A new UCLA program offers hope and potential answers for people who have undergone extensive medical testing that has failed to identify their illness.
“Undiagnosed diseases take a huge toll on patients, their families and the health care system,” said Dr. Katrina Dipple, who is a co-principal investigator of the program along with fellow UCLA geneticists Dr. Stanley Nelson, Dr. Christina Palmer and Dr. Eric Vilain. “The lack of a clear diagnosis can prevent patients from obtaining the correct care for their condition. Our goal is to quickly give patients a firm diagnosis and clarify the best way to treat them.”
The David Geffen School of Medicine at UCLA was one of six U.S. institutions chosen last year by the National Institutes of Health to help launch a $43 million initiative called the Undiagnosed Diseases Network. The NIH created the network to tackle the most difficult-to-solve medical cases and develop new ways to diagnose rare disorders. UCLA is accepting online applications for its program as of today.

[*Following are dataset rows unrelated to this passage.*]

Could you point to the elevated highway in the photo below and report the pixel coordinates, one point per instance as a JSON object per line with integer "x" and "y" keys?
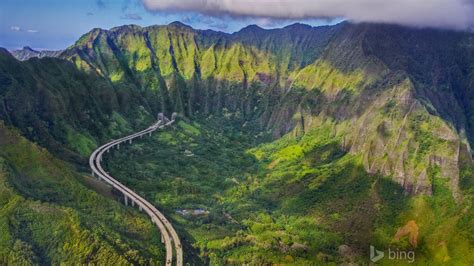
{"x": 168, "y": 235}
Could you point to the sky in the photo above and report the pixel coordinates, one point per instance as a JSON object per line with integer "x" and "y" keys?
{"x": 57, "y": 24}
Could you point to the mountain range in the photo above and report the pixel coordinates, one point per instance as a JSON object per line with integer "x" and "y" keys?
{"x": 398, "y": 100}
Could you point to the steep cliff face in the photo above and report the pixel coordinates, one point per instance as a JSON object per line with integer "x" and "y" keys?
{"x": 401, "y": 97}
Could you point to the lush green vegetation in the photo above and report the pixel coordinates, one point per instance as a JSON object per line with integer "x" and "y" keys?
{"x": 295, "y": 200}
{"x": 50, "y": 215}
{"x": 332, "y": 103}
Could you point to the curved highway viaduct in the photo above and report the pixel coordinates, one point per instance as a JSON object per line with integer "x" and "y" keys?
{"x": 168, "y": 234}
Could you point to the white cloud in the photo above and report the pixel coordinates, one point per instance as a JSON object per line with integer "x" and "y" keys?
{"x": 15, "y": 28}
{"x": 132, "y": 16}
{"x": 457, "y": 14}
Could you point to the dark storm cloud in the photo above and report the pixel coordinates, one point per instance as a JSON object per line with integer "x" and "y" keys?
{"x": 456, "y": 14}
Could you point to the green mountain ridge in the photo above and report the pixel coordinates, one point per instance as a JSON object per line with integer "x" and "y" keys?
{"x": 347, "y": 132}
{"x": 288, "y": 79}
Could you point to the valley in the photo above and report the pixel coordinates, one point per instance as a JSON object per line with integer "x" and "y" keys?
{"x": 300, "y": 145}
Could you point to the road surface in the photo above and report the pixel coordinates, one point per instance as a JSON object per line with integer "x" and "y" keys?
{"x": 168, "y": 234}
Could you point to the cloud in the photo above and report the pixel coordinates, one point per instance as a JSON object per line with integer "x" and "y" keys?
{"x": 132, "y": 16}
{"x": 15, "y": 28}
{"x": 456, "y": 14}
{"x": 100, "y": 3}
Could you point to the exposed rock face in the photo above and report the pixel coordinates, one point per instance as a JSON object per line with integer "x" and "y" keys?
{"x": 400, "y": 108}
{"x": 27, "y": 53}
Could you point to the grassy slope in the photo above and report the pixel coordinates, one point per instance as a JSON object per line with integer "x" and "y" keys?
{"x": 48, "y": 216}
{"x": 303, "y": 190}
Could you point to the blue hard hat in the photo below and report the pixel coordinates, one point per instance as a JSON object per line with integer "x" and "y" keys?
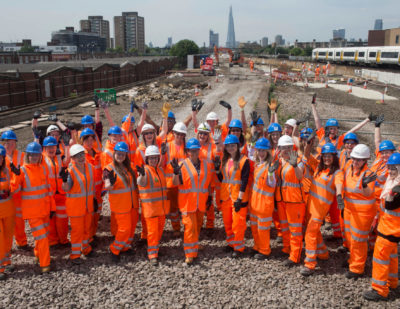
{"x": 394, "y": 159}
{"x": 263, "y": 143}
{"x": 328, "y": 148}
{"x": 193, "y": 144}
{"x": 87, "y": 119}
{"x": 33, "y": 148}
{"x": 8, "y": 135}
{"x": 2, "y": 151}
{"x": 236, "y": 123}
{"x": 274, "y": 127}
{"x": 350, "y": 136}
{"x": 259, "y": 121}
{"x": 306, "y": 132}
{"x": 86, "y": 132}
{"x": 50, "y": 141}
{"x": 115, "y": 130}
{"x": 121, "y": 146}
{"x": 231, "y": 139}
{"x": 386, "y": 145}
{"x": 126, "y": 117}
{"x": 171, "y": 115}
{"x": 332, "y": 122}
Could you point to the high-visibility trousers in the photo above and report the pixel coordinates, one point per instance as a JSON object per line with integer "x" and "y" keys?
{"x": 58, "y": 229}
{"x": 235, "y": 225}
{"x": 174, "y": 213}
{"x": 19, "y": 233}
{"x": 124, "y": 232}
{"x": 315, "y": 247}
{"x": 40, "y": 231}
{"x": 80, "y": 234}
{"x": 260, "y": 228}
{"x": 384, "y": 266}
{"x": 6, "y": 238}
{"x": 155, "y": 228}
{"x": 291, "y": 216}
{"x": 357, "y": 227}
{"x": 192, "y": 223}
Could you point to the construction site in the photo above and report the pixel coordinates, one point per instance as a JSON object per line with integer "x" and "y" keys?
{"x": 216, "y": 281}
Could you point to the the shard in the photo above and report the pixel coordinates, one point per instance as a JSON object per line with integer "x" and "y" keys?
{"x": 231, "y": 41}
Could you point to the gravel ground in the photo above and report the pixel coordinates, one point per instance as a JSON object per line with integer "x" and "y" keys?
{"x": 216, "y": 280}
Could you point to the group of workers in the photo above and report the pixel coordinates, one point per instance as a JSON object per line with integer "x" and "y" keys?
{"x": 293, "y": 178}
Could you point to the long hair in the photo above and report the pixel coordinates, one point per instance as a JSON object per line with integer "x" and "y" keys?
{"x": 334, "y": 167}
{"x": 124, "y": 168}
{"x": 236, "y": 158}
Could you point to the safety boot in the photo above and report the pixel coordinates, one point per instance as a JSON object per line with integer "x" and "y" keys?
{"x": 373, "y": 295}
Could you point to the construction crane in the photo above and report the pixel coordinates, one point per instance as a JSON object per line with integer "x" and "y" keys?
{"x": 234, "y": 57}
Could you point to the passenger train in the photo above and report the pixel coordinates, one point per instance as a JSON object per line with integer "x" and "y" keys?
{"x": 370, "y": 55}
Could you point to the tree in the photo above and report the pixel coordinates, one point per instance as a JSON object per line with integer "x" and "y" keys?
{"x": 184, "y": 48}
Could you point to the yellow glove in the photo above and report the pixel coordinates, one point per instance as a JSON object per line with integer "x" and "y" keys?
{"x": 242, "y": 103}
{"x": 165, "y": 109}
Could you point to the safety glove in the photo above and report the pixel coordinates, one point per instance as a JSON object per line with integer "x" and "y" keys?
{"x": 37, "y": 114}
{"x": 367, "y": 179}
{"x": 140, "y": 170}
{"x": 163, "y": 148}
{"x": 237, "y": 205}
{"x": 64, "y": 174}
{"x": 379, "y": 120}
{"x": 273, "y": 166}
{"x": 225, "y": 104}
{"x": 340, "y": 202}
{"x": 293, "y": 158}
{"x": 217, "y": 163}
{"x": 14, "y": 169}
{"x": 175, "y": 165}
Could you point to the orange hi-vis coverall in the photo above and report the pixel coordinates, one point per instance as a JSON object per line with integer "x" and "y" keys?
{"x": 124, "y": 204}
{"x": 80, "y": 208}
{"x": 289, "y": 195}
{"x": 7, "y": 222}
{"x": 385, "y": 260}
{"x": 155, "y": 206}
{"x": 193, "y": 194}
{"x": 36, "y": 203}
{"x": 322, "y": 195}
{"x": 173, "y": 152}
{"x": 234, "y": 222}
{"x": 261, "y": 208}
{"x": 95, "y": 161}
{"x": 58, "y": 229}
{"x": 19, "y": 233}
{"x": 359, "y": 212}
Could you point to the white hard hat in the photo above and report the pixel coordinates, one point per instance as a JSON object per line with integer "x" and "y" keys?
{"x": 204, "y": 127}
{"x": 285, "y": 140}
{"x": 75, "y": 149}
{"x": 180, "y": 128}
{"x": 52, "y": 128}
{"x": 212, "y": 116}
{"x": 360, "y": 151}
{"x": 152, "y": 150}
{"x": 148, "y": 127}
{"x": 291, "y": 122}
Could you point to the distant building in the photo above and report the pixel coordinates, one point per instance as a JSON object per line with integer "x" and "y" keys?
{"x": 378, "y": 24}
{"x": 279, "y": 41}
{"x": 214, "y": 39}
{"x": 129, "y": 31}
{"x": 339, "y": 34}
{"x": 264, "y": 42}
{"x": 388, "y": 37}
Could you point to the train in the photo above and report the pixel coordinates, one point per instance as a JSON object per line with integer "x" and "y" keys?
{"x": 370, "y": 55}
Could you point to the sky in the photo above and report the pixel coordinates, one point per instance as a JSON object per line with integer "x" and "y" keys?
{"x": 304, "y": 20}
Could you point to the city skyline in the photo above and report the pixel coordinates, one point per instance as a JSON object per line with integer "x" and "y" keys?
{"x": 252, "y": 22}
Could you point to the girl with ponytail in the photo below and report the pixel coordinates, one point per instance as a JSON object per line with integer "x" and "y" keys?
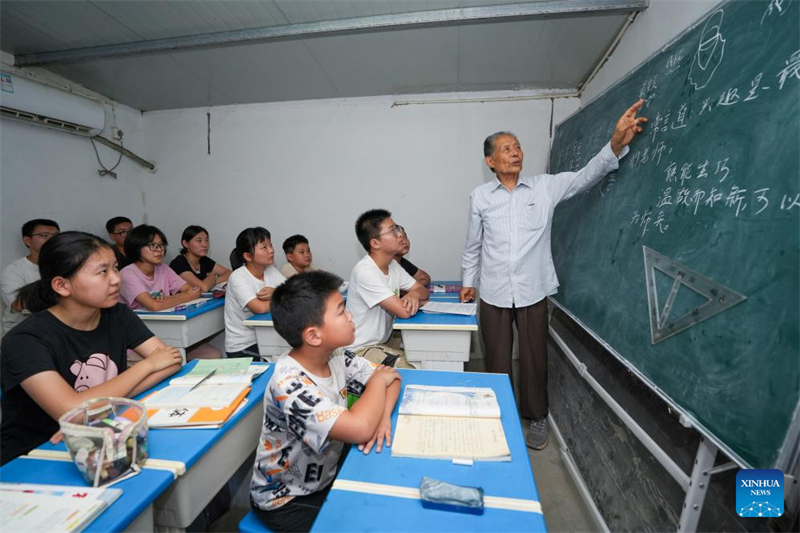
{"x": 74, "y": 346}
{"x": 193, "y": 263}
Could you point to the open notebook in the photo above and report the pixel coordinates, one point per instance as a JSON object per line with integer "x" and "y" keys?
{"x": 450, "y": 423}
{"x": 28, "y": 507}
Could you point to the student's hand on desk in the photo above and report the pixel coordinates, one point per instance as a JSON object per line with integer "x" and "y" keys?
{"x": 387, "y": 374}
{"x": 165, "y": 357}
{"x": 411, "y": 303}
{"x": 265, "y": 294}
{"x": 383, "y": 433}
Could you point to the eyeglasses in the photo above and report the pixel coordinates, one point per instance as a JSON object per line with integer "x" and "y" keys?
{"x": 397, "y": 230}
{"x": 44, "y": 234}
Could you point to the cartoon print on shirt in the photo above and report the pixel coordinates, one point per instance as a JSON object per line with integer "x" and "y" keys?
{"x": 98, "y": 369}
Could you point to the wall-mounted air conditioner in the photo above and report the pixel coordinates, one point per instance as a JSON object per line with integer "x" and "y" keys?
{"x": 35, "y": 103}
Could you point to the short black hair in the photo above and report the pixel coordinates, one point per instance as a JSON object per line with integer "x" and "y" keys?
{"x": 112, "y": 223}
{"x": 248, "y": 239}
{"x": 290, "y": 243}
{"x": 29, "y": 227}
{"x": 299, "y": 303}
{"x": 138, "y": 238}
{"x": 368, "y": 226}
{"x": 190, "y": 233}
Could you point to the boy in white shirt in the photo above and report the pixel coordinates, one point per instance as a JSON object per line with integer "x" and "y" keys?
{"x": 298, "y": 256}
{"x": 373, "y": 294}
{"x": 306, "y": 416}
{"x": 24, "y": 270}
{"x": 249, "y": 290}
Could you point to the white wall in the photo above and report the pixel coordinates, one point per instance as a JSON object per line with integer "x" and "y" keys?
{"x": 313, "y": 167}
{"x": 49, "y": 174}
{"x": 653, "y": 28}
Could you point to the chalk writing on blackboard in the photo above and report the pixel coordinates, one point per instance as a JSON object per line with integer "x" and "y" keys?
{"x": 775, "y": 7}
{"x": 792, "y": 69}
{"x": 709, "y": 52}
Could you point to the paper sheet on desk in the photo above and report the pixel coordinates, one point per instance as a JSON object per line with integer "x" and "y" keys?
{"x": 193, "y": 303}
{"x": 426, "y": 400}
{"x": 446, "y": 308}
{"x": 442, "y": 437}
{"x": 215, "y": 396}
{"x": 51, "y": 509}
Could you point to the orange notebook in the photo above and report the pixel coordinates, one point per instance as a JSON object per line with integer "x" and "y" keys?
{"x": 186, "y": 417}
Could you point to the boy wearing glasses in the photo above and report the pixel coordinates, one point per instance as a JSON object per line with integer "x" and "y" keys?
{"x": 373, "y": 295}
{"x": 24, "y": 270}
{"x": 118, "y": 228}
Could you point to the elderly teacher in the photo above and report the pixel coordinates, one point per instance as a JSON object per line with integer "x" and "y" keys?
{"x": 508, "y": 241}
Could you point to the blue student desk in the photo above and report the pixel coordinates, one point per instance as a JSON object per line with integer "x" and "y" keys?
{"x": 270, "y": 344}
{"x": 204, "y": 459}
{"x": 182, "y": 329}
{"x": 133, "y": 511}
{"x": 431, "y": 342}
{"x": 437, "y": 342}
{"x": 377, "y": 492}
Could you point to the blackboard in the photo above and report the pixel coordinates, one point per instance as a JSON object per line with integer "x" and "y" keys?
{"x": 706, "y": 203}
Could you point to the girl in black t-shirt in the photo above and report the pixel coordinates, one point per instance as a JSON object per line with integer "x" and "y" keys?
{"x": 193, "y": 263}
{"x": 74, "y": 346}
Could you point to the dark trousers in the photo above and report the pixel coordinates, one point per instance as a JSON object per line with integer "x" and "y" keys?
{"x": 296, "y": 516}
{"x": 250, "y": 351}
{"x": 299, "y": 514}
{"x": 498, "y": 337}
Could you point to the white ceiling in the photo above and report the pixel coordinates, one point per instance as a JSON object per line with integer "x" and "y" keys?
{"x": 545, "y": 53}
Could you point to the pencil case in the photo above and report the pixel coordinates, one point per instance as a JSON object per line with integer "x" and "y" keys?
{"x": 443, "y": 496}
{"x": 106, "y": 438}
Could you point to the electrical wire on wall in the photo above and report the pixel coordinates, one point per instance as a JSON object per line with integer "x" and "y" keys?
{"x": 107, "y": 171}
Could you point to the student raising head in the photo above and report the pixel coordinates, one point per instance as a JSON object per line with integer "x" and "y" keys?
{"x": 73, "y": 348}
{"x": 298, "y": 256}
{"x": 306, "y": 419}
{"x": 24, "y": 270}
{"x": 193, "y": 263}
{"x": 249, "y": 290}
{"x": 373, "y": 295}
{"x": 118, "y": 229}
{"x": 147, "y": 282}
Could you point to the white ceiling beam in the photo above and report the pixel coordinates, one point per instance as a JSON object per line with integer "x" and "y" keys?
{"x": 442, "y": 17}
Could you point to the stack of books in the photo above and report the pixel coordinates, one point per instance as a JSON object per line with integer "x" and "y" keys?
{"x": 36, "y": 508}
{"x": 206, "y": 397}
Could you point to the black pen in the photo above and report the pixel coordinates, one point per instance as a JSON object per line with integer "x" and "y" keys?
{"x": 203, "y": 380}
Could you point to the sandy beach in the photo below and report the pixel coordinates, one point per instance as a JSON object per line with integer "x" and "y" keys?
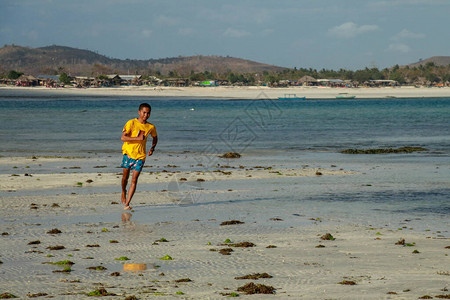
{"x": 74, "y": 244}
{"x": 243, "y": 92}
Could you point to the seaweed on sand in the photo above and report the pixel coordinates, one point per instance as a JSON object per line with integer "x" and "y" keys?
{"x": 226, "y": 251}
{"x": 183, "y": 280}
{"x": 232, "y": 222}
{"x": 384, "y": 150}
{"x": 230, "y": 155}
{"x": 251, "y": 288}
{"x": 101, "y": 292}
{"x": 56, "y": 247}
{"x": 327, "y": 237}
{"x": 255, "y": 276}
{"x": 243, "y": 245}
{"x": 97, "y": 268}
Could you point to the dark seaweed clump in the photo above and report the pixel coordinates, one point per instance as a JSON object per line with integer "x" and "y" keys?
{"x": 232, "y": 222}
{"x": 251, "y": 288}
{"x": 255, "y": 276}
{"x": 384, "y": 150}
{"x": 230, "y": 155}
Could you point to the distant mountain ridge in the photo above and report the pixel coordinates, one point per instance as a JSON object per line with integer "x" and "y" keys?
{"x": 56, "y": 59}
{"x": 437, "y": 60}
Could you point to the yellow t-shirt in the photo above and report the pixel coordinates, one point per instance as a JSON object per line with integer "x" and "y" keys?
{"x": 136, "y": 149}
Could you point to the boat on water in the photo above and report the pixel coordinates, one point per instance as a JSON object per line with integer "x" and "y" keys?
{"x": 291, "y": 97}
{"x": 345, "y": 96}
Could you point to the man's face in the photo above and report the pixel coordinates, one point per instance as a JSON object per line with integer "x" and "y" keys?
{"x": 144, "y": 113}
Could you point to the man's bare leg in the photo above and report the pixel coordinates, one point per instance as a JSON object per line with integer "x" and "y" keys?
{"x": 126, "y": 174}
{"x": 132, "y": 189}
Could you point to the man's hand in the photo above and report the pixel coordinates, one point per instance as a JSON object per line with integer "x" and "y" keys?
{"x": 141, "y": 135}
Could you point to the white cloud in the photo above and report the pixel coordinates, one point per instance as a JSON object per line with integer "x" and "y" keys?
{"x": 350, "y": 30}
{"x": 235, "y": 33}
{"x": 146, "y": 33}
{"x": 267, "y": 31}
{"x": 186, "y": 31}
{"x": 406, "y": 34}
{"x": 399, "y": 47}
{"x": 166, "y": 21}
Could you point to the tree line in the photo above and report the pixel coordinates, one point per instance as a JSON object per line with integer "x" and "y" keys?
{"x": 428, "y": 73}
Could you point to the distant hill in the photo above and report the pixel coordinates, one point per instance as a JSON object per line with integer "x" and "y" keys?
{"x": 437, "y": 60}
{"x": 56, "y": 59}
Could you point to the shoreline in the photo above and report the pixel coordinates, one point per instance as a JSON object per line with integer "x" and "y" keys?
{"x": 171, "y": 243}
{"x": 249, "y": 93}
{"x": 302, "y": 264}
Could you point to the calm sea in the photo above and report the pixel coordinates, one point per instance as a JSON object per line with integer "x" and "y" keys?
{"x": 78, "y": 125}
{"x": 295, "y": 133}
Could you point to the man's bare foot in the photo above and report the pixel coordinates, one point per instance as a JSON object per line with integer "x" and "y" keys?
{"x": 124, "y": 197}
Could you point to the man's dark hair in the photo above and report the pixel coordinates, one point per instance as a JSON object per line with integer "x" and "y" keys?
{"x": 145, "y": 105}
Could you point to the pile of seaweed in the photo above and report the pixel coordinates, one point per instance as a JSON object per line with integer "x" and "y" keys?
{"x": 384, "y": 150}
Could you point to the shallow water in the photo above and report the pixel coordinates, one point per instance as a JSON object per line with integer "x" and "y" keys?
{"x": 390, "y": 189}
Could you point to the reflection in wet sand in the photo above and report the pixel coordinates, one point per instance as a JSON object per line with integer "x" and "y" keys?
{"x": 134, "y": 267}
{"x": 126, "y": 217}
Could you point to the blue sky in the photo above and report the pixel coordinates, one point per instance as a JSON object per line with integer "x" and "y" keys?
{"x": 318, "y": 34}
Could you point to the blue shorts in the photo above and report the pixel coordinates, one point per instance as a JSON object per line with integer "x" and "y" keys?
{"x": 133, "y": 164}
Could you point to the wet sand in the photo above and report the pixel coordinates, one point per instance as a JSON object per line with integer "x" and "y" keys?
{"x": 166, "y": 246}
{"x": 243, "y": 92}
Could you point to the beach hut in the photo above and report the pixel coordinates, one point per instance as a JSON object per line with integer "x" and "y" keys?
{"x": 307, "y": 80}
{"x": 27, "y": 80}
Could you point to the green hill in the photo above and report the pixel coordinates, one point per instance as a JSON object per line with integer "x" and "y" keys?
{"x": 56, "y": 59}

People enrolled in the program will undergo an intensive weeklong assessment featuring a clinical evaluation, consultations with specialists and multiple medical tests, including DNA sequencing to uncover genetic mutations. The UCLA team will also evaluate the impact of genetic counseling and genomic test results on patients and families to develop best practices for conveying this information.
“A vast number of children and adults suffer from severe, often fatal undiagnosed disorders,” said Vilain. “This program is for patients who’ve been through the diagnostic ringer yet still received no information. We hope to discover new genes causing ultra-rare medical conditions and to identify environmental factors that lead to disease or interact with genes to cause disease.”
A $7.2 million that UCLA received from the NIH last year will minimize the cost of patients’ diagnostic testing.
To qualify, patients must be at least 1 month old and able to travel. They must be suffering from a disease that remains undiagnosed despite extensive medical evaluation. The online application, which is open to the public, requires a letter from the patient’s physician explaining the case. The physician may also apply on a patient’s behalf.
The breadth of the national program will enable researchers to share data with one other, boosting the likelihood of discovering multiple people with the same rare disorder.
“That’s the beauty of the network,” said Dipple. “By expanding the study population, we increase our chances of finding patients with the same disease and determining whether a single DNA change indeed caused their rare disorder.”
The Undiagnosed Diseases Network capitalizes on the strengths of UCLA’s genetic medicine program. The university’s Medical Genetics Clinic evaluates more than 750 new patients per year with state-of-the-art diagnostic testing that has uncovered multiple new disease-causing genes.
Patient evaluation will take place on the UCLA campus at the Clinical Translational Research Center of the Clinical and Translational Science Institute.